Redbrick Mini-Marts

31.5K 1K 136
                                    

It was a little after eight—the sky a void of raspberry and periwinkle and lavender carnations—and possibly the most humid day in the middle of July when I first saw him tagging the side of an abandoned building next to the rundown Mini-Mart.

The air was nothing but the taste of sticky sea salt even though the beach was miles away, pelicans flocked overhead like the kind of stars the city dreamt about, desperate for a chunk of somebody's soft pretzel or the syrupy sweet liquid of some kid's sandy ice cream cone on the boardwalk.

And he—Noah—he was steadily working an aerosol can against the side of the building like he owned the place, and under the dim, blueberry light it almost seemed like he did.

Noah Fields was peculiar. He was always so cut out for this life in a way that I never seemed to grasp; green eyes so wide and large and a supernova of shaggy hair, freckles stretched and dotted against tanned shoulders like the sandy shores, like some sort of constellations amidst an entire galaxy. He was all a bright smile, board shorts, and flip-flops, and catching waves when the tide was high and I'd never thought I'd see him in a scene like this. In this part of town, the spray of bright green paint almost blinding against the dirty old bricks. It coated his fingers and his hoodie and his shorts and a pair of sneakers I'd never seen him wear, didn't know he owned—and it was like he didn't belong here.

And he didn't. Noah Fields was all fumbled laughs with his bros—his dudes—the kind that owned five boats in five different colors and only worried about twisted guitar strings or the time the next bonfire kegger was supposed to start on the slabs of private beach attached to the backs of equally private houses.

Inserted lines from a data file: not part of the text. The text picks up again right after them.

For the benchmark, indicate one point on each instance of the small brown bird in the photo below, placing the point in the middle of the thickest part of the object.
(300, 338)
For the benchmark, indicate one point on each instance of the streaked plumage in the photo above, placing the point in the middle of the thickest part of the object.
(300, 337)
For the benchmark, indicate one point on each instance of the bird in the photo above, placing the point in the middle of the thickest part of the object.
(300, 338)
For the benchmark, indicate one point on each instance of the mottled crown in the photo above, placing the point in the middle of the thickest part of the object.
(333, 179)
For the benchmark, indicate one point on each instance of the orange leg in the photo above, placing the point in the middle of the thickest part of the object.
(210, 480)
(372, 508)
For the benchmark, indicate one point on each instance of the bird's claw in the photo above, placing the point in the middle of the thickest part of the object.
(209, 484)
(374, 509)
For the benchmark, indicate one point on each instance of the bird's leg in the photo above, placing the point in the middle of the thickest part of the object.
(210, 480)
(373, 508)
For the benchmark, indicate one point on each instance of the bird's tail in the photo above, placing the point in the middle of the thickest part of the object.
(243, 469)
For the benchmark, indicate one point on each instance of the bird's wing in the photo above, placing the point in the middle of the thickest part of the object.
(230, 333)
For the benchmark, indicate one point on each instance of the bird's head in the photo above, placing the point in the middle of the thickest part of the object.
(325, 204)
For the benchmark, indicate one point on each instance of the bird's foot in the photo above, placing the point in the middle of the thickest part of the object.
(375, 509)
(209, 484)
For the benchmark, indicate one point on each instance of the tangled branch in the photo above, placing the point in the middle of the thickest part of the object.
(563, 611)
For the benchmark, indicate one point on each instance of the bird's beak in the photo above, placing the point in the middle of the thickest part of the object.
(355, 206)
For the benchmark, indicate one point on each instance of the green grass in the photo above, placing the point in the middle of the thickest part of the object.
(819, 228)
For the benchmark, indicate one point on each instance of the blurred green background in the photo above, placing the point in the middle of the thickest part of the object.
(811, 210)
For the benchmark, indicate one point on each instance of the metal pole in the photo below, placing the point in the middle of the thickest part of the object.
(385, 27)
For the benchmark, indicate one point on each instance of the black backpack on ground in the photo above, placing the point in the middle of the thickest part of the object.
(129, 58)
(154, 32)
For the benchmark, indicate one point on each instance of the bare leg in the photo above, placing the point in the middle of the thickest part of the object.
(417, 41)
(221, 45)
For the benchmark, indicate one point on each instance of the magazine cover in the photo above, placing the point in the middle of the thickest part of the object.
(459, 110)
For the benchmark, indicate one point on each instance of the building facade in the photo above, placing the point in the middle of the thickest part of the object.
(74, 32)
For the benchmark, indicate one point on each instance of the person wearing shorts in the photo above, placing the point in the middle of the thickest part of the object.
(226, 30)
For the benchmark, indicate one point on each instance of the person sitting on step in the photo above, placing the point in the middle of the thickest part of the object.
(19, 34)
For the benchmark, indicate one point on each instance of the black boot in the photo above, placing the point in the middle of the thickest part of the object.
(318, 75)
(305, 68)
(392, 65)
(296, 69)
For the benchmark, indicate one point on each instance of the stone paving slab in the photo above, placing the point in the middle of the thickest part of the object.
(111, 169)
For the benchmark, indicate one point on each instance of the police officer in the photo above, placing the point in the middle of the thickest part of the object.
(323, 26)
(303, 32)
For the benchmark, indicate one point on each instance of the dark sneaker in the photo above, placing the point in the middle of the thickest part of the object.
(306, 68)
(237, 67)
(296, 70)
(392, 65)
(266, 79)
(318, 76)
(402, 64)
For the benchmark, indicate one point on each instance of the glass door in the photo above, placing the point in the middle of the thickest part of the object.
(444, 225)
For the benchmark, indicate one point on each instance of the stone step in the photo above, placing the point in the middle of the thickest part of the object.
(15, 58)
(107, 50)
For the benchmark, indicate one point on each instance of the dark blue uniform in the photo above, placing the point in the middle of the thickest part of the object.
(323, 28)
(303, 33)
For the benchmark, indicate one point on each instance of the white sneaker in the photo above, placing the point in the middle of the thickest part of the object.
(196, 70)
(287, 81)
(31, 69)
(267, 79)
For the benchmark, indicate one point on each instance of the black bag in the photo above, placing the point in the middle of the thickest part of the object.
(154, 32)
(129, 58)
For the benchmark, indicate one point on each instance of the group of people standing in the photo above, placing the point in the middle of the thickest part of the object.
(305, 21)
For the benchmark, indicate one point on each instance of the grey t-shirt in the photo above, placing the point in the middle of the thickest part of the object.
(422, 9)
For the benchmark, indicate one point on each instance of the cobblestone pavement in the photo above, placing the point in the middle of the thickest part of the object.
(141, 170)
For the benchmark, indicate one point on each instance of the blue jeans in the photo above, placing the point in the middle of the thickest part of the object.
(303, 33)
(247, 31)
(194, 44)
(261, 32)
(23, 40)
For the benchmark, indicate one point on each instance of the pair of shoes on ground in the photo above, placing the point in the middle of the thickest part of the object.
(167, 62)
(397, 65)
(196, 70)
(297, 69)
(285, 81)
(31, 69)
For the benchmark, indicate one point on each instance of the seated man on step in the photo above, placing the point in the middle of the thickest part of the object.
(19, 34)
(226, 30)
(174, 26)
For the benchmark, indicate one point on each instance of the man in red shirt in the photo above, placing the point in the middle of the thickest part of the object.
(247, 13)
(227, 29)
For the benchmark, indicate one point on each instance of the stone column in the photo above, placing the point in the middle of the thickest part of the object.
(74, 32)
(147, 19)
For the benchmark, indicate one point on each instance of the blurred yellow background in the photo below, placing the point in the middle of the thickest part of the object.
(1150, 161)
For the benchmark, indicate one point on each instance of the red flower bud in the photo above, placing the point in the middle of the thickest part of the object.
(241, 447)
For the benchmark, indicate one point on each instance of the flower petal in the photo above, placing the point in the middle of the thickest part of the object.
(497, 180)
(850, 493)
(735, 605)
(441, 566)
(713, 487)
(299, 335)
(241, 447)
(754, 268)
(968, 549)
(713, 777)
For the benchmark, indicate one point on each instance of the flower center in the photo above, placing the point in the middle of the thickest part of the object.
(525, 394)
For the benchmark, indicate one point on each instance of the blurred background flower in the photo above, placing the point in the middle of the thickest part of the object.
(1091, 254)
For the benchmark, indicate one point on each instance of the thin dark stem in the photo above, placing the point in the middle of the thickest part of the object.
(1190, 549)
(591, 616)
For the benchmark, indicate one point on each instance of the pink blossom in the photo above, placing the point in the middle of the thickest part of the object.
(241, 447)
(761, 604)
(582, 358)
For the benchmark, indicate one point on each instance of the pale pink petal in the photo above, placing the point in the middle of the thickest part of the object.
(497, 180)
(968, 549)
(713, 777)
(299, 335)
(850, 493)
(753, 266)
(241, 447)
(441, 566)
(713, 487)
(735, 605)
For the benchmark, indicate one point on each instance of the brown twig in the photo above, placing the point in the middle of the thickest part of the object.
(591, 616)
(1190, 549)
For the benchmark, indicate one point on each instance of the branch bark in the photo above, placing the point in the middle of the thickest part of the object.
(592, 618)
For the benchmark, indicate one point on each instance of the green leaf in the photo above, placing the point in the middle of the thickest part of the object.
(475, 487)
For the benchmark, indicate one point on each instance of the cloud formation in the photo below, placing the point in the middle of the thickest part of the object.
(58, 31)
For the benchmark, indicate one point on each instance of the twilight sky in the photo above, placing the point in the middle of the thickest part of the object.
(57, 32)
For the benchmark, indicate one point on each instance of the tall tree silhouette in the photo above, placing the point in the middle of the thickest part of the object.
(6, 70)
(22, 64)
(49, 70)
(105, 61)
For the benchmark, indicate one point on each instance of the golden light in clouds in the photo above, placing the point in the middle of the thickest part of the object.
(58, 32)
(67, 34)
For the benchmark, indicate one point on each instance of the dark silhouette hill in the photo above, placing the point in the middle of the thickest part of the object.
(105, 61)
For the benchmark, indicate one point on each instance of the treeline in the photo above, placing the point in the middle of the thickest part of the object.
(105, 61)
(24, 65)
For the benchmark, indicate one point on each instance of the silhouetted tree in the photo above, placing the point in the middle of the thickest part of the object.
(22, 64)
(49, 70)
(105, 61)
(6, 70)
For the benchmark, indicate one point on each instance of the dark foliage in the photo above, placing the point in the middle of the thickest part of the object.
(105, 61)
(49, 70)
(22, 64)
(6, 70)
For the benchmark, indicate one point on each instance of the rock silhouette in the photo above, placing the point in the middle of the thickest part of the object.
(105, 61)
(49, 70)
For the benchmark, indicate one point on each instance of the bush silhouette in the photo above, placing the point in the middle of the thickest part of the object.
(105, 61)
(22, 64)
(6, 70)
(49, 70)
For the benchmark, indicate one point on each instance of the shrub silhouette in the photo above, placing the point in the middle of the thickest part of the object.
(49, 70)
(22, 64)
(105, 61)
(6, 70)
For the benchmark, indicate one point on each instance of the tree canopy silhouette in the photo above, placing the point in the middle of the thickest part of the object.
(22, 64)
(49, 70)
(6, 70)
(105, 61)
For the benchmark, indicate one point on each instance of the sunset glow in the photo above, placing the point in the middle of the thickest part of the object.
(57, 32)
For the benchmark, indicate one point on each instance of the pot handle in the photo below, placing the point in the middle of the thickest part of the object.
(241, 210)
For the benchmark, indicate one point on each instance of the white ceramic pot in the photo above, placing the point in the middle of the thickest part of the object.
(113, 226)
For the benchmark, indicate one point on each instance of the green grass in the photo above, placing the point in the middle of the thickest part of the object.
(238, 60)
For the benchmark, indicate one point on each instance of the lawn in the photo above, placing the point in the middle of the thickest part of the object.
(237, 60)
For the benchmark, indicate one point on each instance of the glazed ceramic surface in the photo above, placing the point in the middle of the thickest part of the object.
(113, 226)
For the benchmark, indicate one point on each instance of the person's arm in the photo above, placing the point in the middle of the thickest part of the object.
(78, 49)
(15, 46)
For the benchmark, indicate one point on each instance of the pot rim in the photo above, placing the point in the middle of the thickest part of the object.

Yet here he was, scratching out blades of grass against a slab of grimy bricks, and I was watching him, two plastic bags and a jug of skim milk juggled in one arm with my keys in the other. I wondered which was worse, the fact that he was defacing public property that nobody cared about, or the fact that I was watching him when I was supposed to be getting home with ingredients so that Graham could finally make his cookies and leave me alone about it.

I decided to leave, and my shoes crunched on the yellowed-out grass in the singule exhale that Noah put his can down to take a breather, and it was like a miracle in the way his head snapped up, ash locks falling against his forehead and shielding jade and olive eyes, amethyst shadows illuminating high on a clenched jaw. He looked ready to bolt and I wondered what all of his friends would say between days of greasy burgers and ketchup-stained fingertips and wicked, sandy shores. Wondered if he looked so frightened, so caught because if anybody else—anybody else caught him here—caught Noah Fields in a small stretch of grimy, abandoned walls—

And after two slow sweeps of his lashes and three equally awaited breaths I realized that he wasn't going to say anything, and I shifted the milk to give him half a smile and to push up the sleeves of my shirt because it wasn't hot but it was still so unbearably humid. "So Noah Fields is a little rebel, is he?"

It took him another second before his lips quirked out of the frown that they'd worked themselves into, before the tension seeped from his shoulders and he wasn't bracing himself against the wall anymore like a life-preserver in the middle of the ocean. "And little Alexandra is a bit of a stalker?"

"Little?" I asked him, and he rocked back on paint-splattered sneakers to look at me properly. "I'm five-foot-ten. I think that's taller than you."

He laughed at that, green and orange fingertips licking at this corner of a smile while he shook his head. "I'm an inch taller."

"Doesn't explain why you're out here spray-painting—doing graffiti—does it?" I shifted the milk again. "I'm pretty sure that this is technically illegal."